Note what she does not say. She does not say he must hang because he was a monster. She does not say he must hang because of the scale of his crimes. She says he must hang because he participated in a project that claimed the right to decide who deserved to live on this planet—and anyone who participates in such a project forfeits their own claim to remain among us.
Adolf Eichmann was executed by hanging on June 1, 1962. His body was cremated and his ashes scattered in the Mediterranean Sea, outside Israeli territorial waters.
The Enduring Question
More than sixty years later, Arendt's phrase—"the banality of evil"—continues to resonate. It appears in debates about morality and justice, in the work of truth and reconciliation commissions, in discussions of war crimes and crimes against humanity.
Some see it as a warning against the "evil of banality"—the danger of failing to interrogate received wisdom, of going along with systems without questioning them. Others find in it a kind of hope: if evil is not the product of superhuman malice but of ordinary human failings, then perhaps it can be prevented through ordinary human vigilance.
The most unsettling interpretation may be this: Eichmann was not exceptional. He was a particular kind of ordinary—the kind of ordinary that flourishes when thinking is abandoned, when belonging matters more than morality, when the language of bureaucracy obscures the reality of murder.

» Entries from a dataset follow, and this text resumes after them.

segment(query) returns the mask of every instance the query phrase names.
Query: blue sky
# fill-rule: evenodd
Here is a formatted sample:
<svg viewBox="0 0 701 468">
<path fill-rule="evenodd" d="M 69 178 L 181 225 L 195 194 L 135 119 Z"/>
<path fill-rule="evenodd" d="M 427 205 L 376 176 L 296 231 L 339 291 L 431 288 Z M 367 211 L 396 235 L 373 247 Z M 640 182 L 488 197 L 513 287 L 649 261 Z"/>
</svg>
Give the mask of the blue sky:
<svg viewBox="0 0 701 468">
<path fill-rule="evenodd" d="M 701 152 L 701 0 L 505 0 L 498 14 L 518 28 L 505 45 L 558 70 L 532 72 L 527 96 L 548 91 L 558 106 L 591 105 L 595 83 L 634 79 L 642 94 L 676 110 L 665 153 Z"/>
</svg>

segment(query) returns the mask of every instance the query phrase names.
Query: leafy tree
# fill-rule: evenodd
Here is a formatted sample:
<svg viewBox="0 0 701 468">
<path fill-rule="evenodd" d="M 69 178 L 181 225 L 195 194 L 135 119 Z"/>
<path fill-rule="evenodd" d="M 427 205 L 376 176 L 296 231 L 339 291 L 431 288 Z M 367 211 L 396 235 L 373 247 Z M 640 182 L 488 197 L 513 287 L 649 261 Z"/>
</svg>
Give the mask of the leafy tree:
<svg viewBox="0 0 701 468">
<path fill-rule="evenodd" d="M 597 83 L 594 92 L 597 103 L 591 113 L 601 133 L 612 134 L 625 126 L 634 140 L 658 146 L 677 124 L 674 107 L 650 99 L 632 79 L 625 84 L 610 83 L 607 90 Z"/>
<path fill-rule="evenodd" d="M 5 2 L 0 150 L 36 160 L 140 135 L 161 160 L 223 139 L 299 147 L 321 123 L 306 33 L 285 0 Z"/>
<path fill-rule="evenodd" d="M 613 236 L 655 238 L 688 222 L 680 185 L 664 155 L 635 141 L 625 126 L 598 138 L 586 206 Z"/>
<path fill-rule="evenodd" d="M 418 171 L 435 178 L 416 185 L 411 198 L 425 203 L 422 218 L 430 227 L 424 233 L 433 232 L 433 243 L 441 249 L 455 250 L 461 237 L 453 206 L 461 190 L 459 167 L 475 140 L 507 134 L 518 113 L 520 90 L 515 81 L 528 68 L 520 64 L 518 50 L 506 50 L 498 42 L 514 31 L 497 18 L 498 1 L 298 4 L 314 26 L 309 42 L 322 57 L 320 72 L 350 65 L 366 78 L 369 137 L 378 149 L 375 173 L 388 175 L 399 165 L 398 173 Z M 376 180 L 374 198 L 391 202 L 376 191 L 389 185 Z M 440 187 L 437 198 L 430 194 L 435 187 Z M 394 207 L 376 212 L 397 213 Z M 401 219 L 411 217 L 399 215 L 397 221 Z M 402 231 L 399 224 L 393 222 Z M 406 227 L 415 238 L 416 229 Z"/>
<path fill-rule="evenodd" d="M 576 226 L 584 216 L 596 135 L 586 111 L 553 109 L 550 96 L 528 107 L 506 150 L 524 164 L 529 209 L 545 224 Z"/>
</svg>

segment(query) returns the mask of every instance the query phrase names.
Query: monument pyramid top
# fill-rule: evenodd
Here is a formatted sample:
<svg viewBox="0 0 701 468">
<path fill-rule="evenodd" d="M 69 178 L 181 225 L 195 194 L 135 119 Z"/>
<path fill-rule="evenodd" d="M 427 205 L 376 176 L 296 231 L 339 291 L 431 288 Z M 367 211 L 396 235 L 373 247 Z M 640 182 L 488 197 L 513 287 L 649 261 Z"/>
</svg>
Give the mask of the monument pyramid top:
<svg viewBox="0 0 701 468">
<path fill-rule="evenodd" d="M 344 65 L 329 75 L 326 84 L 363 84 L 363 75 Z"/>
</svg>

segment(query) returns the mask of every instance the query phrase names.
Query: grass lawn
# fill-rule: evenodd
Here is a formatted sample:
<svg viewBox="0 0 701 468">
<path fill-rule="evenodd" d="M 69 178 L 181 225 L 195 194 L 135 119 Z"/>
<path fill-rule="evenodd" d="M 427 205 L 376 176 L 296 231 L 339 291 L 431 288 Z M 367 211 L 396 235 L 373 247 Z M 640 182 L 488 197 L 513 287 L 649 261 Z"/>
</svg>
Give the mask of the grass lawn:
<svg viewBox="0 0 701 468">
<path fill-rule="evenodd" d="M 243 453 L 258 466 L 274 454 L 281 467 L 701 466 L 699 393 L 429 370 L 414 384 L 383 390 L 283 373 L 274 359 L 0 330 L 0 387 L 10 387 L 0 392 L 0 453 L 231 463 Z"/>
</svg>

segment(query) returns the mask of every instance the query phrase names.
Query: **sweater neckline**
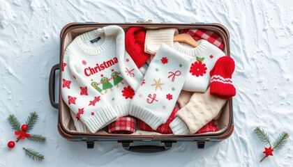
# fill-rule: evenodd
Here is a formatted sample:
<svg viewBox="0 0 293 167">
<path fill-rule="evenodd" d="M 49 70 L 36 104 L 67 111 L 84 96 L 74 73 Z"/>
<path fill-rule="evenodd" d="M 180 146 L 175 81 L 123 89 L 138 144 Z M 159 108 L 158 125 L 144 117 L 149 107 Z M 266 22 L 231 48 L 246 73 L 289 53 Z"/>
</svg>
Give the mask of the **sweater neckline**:
<svg viewBox="0 0 293 167">
<path fill-rule="evenodd" d="M 91 40 L 95 40 L 97 38 L 100 38 L 99 40 L 96 39 L 98 40 L 97 42 L 99 42 L 98 40 L 103 41 L 100 45 L 89 46 L 86 44 L 86 42 L 89 42 L 91 44 Z M 114 42 L 112 38 L 112 35 L 107 35 L 105 33 L 105 30 L 101 28 L 80 35 L 75 38 L 75 40 L 80 48 L 85 53 L 90 55 L 97 55 L 102 54 L 112 45 Z"/>
<path fill-rule="evenodd" d="M 187 46 L 188 44 L 176 42 L 174 43 L 174 49 L 181 53 L 196 56 L 202 54 L 206 49 L 208 42 L 205 40 L 200 40 L 197 41 L 198 46 L 192 47 L 189 45 Z"/>
</svg>

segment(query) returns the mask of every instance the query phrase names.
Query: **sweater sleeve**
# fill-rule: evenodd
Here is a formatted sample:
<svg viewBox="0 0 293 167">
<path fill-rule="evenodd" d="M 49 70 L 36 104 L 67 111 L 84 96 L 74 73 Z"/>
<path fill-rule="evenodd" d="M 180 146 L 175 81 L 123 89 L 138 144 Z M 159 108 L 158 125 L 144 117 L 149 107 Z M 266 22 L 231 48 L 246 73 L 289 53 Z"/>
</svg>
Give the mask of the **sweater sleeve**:
<svg viewBox="0 0 293 167">
<path fill-rule="evenodd" d="M 91 133 L 117 118 L 110 104 L 80 74 L 81 67 L 68 49 L 62 62 L 62 99 Z"/>
</svg>

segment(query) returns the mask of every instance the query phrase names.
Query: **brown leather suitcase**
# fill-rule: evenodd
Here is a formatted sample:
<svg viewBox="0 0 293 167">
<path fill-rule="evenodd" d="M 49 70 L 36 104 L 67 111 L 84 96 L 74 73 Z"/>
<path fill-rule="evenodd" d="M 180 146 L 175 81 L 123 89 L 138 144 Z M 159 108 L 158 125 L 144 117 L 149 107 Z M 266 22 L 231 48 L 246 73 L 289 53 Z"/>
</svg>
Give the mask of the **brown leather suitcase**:
<svg viewBox="0 0 293 167">
<path fill-rule="evenodd" d="M 60 61 L 62 62 L 63 53 L 66 47 L 75 37 L 87 31 L 109 25 L 117 25 L 123 29 L 130 26 L 143 26 L 146 29 L 155 29 L 162 28 L 175 27 L 179 30 L 183 29 L 204 29 L 217 33 L 223 39 L 225 44 L 223 51 L 230 56 L 230 35 L 227 29 L 223 25 L 216 23 L 191 23 L 191 24 L 167 24 L 152 23 L 151 21 L 137 22 L 137 23 L 70 23 L 66 25 L 60 32 Z M 117 141 L 121 144 L 126 150 L 137 152 L 156 152 L 170 150 L 172 145 L 177 141 L 191 141 L 197 144 L 197 148 L 204 148 L 205 142 L 216 142 L 224 140 L 233 132 L 233 109 L 232 100 L 227 101 L 222 109 L 221 114 L 218 120 L 219 130 L 216 132 L 195 134 L 188 135 L 132 135 L 122 134 L 107 134 L 107 132 L 96 134 L 81 133 L 76 132 L 69 108 L 62 100 L 61 97 L 61 75 L 62 71 L 59 70 L 60 64 L 54 65 L 50 74 L 49 96 L 51 105 L 58 109 L 57 129 L 60 134 L 70 141 L 87 142 L 88 148 L 93 148 L 94 142 L 107 141 Z M 59 70 L 59 73 L 57 71 Z M 58 76 L 57 76 L 58 74 Z M 58 79 L 55 86 L 56 78 Z M 58 101 L 55 102 L 55 89 L 59 87 Z"/>
</svg>

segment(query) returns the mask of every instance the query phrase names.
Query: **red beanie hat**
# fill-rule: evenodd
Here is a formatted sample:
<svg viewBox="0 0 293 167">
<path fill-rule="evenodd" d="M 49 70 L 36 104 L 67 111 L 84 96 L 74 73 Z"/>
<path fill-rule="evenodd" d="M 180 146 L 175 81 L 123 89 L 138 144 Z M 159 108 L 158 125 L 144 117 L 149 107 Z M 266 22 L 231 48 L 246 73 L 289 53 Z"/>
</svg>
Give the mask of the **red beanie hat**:
<svg viewBox="0 0 293 167">
<path fill-rule="evenodd" d="M 206 40 L 210 43 L 218 47 L 220 49 L 224 49 L 224 42 L 222 38 L 216 33 L 206 29 L 183 29 L 180 33 L 188 33 L 195 40 Z"/>
<path fill-rule="evenodd" d="M 175 114 L 179 109 L 179 107 L 174 107 L 167 122 L 165 124 L 160 125 L 156 130 L 151 129 L 150 126 L 141 120 L 138 120 L 138 127 L 140 129 L 144 131 L 156 132 L 161 134 L 172 134 L 172 132 L 171 128 L 169 127 L 169 125 L 174 120 L 175 118 Z"/>
<path fill-rule="evenodd" d="M 149 58 L 149 54 L 144 52 L 146 31 L 143 27 L 129 28 L 125 37 L 125 47 L 138 68 L 140 68 Z"/>
<path fill-rule="evenodd" d="M 236 95 L 232 75 L 235 63 L 230 56 L 220 57 L 209 72 L 211 76 L 210 94 L 221 99 L 230 100 Z"/>
</svg>

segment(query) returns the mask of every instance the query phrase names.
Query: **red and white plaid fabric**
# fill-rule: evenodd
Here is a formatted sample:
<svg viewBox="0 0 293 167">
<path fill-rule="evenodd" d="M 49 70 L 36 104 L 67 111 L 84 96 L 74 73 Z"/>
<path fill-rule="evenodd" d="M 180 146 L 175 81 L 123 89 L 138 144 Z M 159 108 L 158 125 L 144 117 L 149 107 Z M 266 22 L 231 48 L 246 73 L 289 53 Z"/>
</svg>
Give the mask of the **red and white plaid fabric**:
<svg viewBox="0 0 293 167">
<path fill-rule="evenodd" d="M 195 40 L 201 39 L 206 40 L 220 49 L 224 49 L 225 45 L 222 38 L 216 33 L 211 31 L 205 29 L 183 29 L 180 33 L 188 33 Z"/>
<path fill-rule="evenodd" d="M 144 131 L 156 132 L 161 134 L 172 134 L 172 132 L 171 128 L 169 127 L 169 125 L 175 118 L 175 114 L 179 109 L 179 107 L 174 107 L 167 122 L 165 124 L 160 125 L 156 130 L 151 129 L 150 126 L 141 120 L 138 120 L 138 127 L 140 129 Z"/>
<path fill-rule="evenodd" d="M 109 134 L 132 134 L 135 132 L 135 120 L 130 117 L 120 117 L 108 125 Z"/>
</svg>

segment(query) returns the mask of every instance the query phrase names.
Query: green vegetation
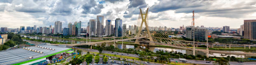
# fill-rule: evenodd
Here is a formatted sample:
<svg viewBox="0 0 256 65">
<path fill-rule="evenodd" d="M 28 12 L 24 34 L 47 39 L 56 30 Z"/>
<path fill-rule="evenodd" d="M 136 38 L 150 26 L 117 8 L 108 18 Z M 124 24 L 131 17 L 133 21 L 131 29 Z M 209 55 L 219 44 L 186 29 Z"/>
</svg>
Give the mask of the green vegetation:
<svg viewBox="0 0 256 65">
<path fill-rule="evenodd" d="M 220 59 L 217 59 L 217 60 L 214 63 L 217 65 L 228 65 L 228 61 L 223 58 L 220 58 Z"/>
<path fill-rule="evenodd" d="M 103 62 L 105 63 L 106 63 L 108 62 L 108 58 L 106 56 L 103 58 Z"/>
<path fill-rule="evenodd" d="M 14 47 L 17 45 L 23 44 L 26 43 L 26 42 L 23 41 L 21 37 L 19 34 L 14 34 L 13 33 L 5 34 L 8 35 L 8 39 L 10 40 L 4 43 L 3 45 L 0 45 L 0 51 L 6 50 L 10 48 Z"/>
<path fill-rule="evenodd" d="M 212 32 L 212 34 L 216 34 L 217 35 L 221 35 L 221 32 L 218 31 L 214 31 Z"/>
<path fill-rule="evenodd" d="M 99 54 L 96 55 L 96 56 L 95 56 L 94 58 L 94 61 L 95 63 L 98 63 L 100 62 L 100 56 L 99 56 Z"/>
<path fill-rule="evenodd" d="M 71 44 L 71 43 L 70 42 L 67 42 L 67 43 L 59 42 L 56 41 L 52 41 L 42 40 L 41 40 L 41 39 L 30 39 L 28 37 L 23 38 L 22 39 L 24 39 L 27 40 L 30 40 L 30 41 L 37 41 L 37 42 L 44 42 L 44 43 L 54 43 L 54 44 Z"/>
</svg>

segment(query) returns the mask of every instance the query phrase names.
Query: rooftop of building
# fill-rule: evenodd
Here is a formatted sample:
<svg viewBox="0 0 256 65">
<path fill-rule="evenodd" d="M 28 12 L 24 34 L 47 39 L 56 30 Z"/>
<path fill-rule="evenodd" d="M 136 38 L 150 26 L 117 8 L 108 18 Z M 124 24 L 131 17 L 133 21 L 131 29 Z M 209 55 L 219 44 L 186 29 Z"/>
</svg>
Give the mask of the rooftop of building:
<svg viewBox="0 0 256 65">
<path fill-rule="evenodd" d="M 0 51 L 0 65 L 23 64 L 70 49 L 71 48 L 68 48 L 45 44 L 36 47 L 30 46 L 5 50 Z M 42 53 L 41 53 L 41 52 Z M 33 58 L 30 58 L 31 57 Z"/>
<path fill-rule="evenodd" d="M 240 36 L 218 36 L 219 37 L 240 37 Z"/>
</svg>

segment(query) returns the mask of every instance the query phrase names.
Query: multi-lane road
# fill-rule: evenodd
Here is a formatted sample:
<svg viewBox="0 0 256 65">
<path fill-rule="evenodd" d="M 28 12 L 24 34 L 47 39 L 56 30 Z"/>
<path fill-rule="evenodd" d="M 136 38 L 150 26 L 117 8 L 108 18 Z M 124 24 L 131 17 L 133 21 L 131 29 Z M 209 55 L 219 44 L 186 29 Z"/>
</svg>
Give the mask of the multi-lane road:
<svg viewBox="0 0 256 65">
<path fill-rule="evenodd" d="M 79 49 L 82 49 L 86 50 L 87 51 L 90 52 L 99 52 L 98 50 L 95 49 L 90 49 L 89 48 L 76 48 Z M 130 56 L 136 58 L 139 58 L 139 57 L 136 55 L 133 54 L 129 54 L 129 53 L 119 53 L 119 52 L 115 52 L 112 53 L 112 51 L 102 51 L 102 53 L 108 53 L 110 54 L 116 54 L 117 55 L 120 55 L 123 56 Z M 123 54 L 123 55 L 122 55 Z M 156 57 L 154 58 L 156 58 Z M 171 62 L 176 62 L 177 61 L 178 62 L 181 62 L 178 59 L 174 58 L 174 60 L 171 60 Z M 195 63 L 195 64 L 203 64 L 203 65 L 214 65 L 215 64 L 213 63 L 215 62 L 214 61 L 211 61 L 210 63 L 206 63 L 206 61 L 209 62 L 209 61 L 204 61 L 204 60 L 187 60 L 187 61 L 186 62 L 187 63 Z M 143 64 L 145 64 L 145 61 L 140 61 L 140 60 L 136 60 L 135 61 L 135 63 L 141 63 Z M 244 63 L 238 63 L 237 62 L 230 62 L 230 65 L 241 65 L 243 64 L 243 65 L 256 65 L 256 62 L 245 62 Z M 150 62 L 149 64 L 147 64 L 147 65 L 162 65 L 159 63 L 154 63 Z"/>
</svg>

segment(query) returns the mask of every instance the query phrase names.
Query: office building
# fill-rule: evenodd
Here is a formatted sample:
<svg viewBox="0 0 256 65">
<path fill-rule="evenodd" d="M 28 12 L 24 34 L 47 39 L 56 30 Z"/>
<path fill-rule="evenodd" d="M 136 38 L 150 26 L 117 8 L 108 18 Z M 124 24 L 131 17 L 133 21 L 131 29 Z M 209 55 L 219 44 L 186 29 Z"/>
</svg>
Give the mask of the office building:
<svg viewBox="0 0 256 65">
<path fill-rule="evenodd" d="M 122 19 L 116 19 L 115 22 L 115 36 L 121 37 L 123 36 L 123 23 Z"/>
<path fill-rule="evenodd" d="M 111 34 L 112 35 L 114 35 L 114 33 L 115 33 L 115 31 L 114 31 L 114 27 L 115 27 L 114 26 L 113 26 L 113 25 L 111 24 Z"/>
<path fill-rule="evenodd" d="M 27 29 L 26 29 L 26 30 L 31 30 L 31 27 L 27 26 Z"/>
<path fill-rule="evenodd" d="M 69 24 L 68 24 L 68 28 L 69 29 L 69 35 L 72 35 L 72 26 L 73 25 L 72 25 L 72 23 L 71 23 L 71 22 L 70 22 L 69 23 Z"/>
<path fill-rule="evenodd" d="M 229 26 L 223 26 L 223 31 L 226 32 L 229 32 Z"/>
<path fill-rule="evenodd" d="M 7 40 L 8 35 L 7 34 L 0 34 L 0 45 L 3 44 Z"/>
<path fill-rule="evenodd" d="M 240 26 L 240 28 L 237 29 L 237 33 L 241 36 L 243 36 L 243 30 L 244 28 L 243 24 Z"/>
<path fill-rule="evenodd" d="M 256 40 L 256 19 L 244 20 L 243 21 L 244 39 Z"/>
<path fill-rule="evenodd" d="M 80 36 L 81 35 L 81 22 L 77 22 L 76 25 L 76 35 L 77 36 Z"/>
<path fill-rule="evenodd" d="M 33 29 L 33 32 L 36 32 L 36 25 L 34 25 Z"/>
<path fill-rule="evenodd" d="M 55 22 L 54 25 L 54 34 L 61 34 L 61 22 L 60 21 Z"/>
<path fill-rule="evenodd" d="M 63 35 L 67 36 L 69 34 L 69 28 L 64 28 L 63 29 Z"/>
<path fill-rule="evenodd" d="M 123 24 L 123 35 L 124 36 L 126 31 L 126 24 Z"/>
<path fill-rule="evenodd" d="M 90 27 L 89 26 L 89 25 L 90 25 L 90 22 L 88 22 L 87 23 L 87 27 L 86 27 L 86 29 L 87 29 L 87 33 L 89 33 L 90 32 Z"/>
<path fill-rule="evenodd" d="M 20 31 L 25 31 L 25 26 L 20 26 Z"/>
<path fill-rule="evenodd" d="M 8 32 L 8 29 L 7 27 L 1 27 L 1 32 Z"/>
<path fill-rule="evenodd" d="M 97 16 L 97 29 L 96 29 L 96 35 L 103 36 L 104 30 L 104 16 Z"/>
<path fill-rule="evenodd" d="M 106 35 L 110 35 L 111 34 L 111 20 L 106 20 L 106 27 L 105 27 L 105 29 Z"/>
<path fill-rule="evenodd" d="M 193 39 L 195 31 L 195 40 L 205 41 L 207 38 L 207 30 L 205 27 L 188 26 L 186 30 L 186 38 Z"/>
<path fill-rule="evenodd" d="M 90 20 L 90 27 L 89 32 L 90 36 L 96 36 L 96 21 L 95 19 Z"/>
</svg>

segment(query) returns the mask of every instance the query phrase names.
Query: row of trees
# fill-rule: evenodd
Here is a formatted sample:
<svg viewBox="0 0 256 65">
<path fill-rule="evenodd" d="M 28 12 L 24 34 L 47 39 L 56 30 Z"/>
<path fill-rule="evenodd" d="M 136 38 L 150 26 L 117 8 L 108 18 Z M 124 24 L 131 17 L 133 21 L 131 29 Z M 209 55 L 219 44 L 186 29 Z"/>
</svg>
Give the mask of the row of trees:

The six psychologists found nothing wrong with him because, in a certain sense, there was nothing wrong with him. He was a product of his society, his circumstances, his desperate need to fit in. He was what happens when an entire civilization decides that some people do not deserve to exist, and ordinary men sign the paperwork.
That is the banality of evil. And that is why it remains, after all these years, so difficult to face.